Keynote Speaker
Biography
Prof. Liu Qi is currently an associate professor in the Department of Physics, City University of Hong Kong. He obtained his Ph.D from Purdue University in 2014. Before joining CityU, he worked as a postdoctoral fellow at Argonne National Laboratory. His current research interests focus on the structure-property-studies of functional materials via multiple neutron- and synchrotron-based techniques. His broad research activities include the design and synthesis of novel energy storage materials, phase transition mechanism and neutron-/synchrotron physics. Currently, Dr. LIU authored over 130 peer reviewed journal papers and over 20 conference papers. He has a citation of >10,000 and H-index of 53.

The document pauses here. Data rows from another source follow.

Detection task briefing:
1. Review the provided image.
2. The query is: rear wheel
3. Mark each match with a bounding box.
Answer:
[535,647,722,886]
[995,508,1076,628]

Lithium-ion Battery Cathodes: From Cobalt-rich to Cobalt-free
Qi LIU
Abstract
Knowledge of atomic interactions with high energy photons or particles opened up a window to the microscopic structures of materials. In particular, X-rays and neutrons interact with electrons and nuclei of atoms in different ways, which enables their complementary scattering, spectroscopic, and imaging capabilities for structural characterizations. Over the past few decades, techniques based on X-ray and neutron interactions, capable of being time resolved and combined, have been well developed for encoding structures in various length, elemental and temporal levels, and, in turn, have ignited breakthroughs in the field of battery science and engineering. In this talk, we will firstly reviewed the advanced X-ray and neutron techniques for studying secondary rechargeable batteries such as lithium-ion batteries, sodium-ion batteries and et al. For each of the techniques, with a brief description of the theory on account of characterizing principles is given (i.e., scattering, excitation, and emission), followed by an introduction of operando methodologies including instruments, setups, and cell designs employed in synchrotron and neutron beamlines. Finally, a few practical examples are presented to demonstrate the applicability of these techniques in studying lithium/sodium ion batteries, with a particular emphasis on each of their structural sensitivities at various time, elemental, and length levels.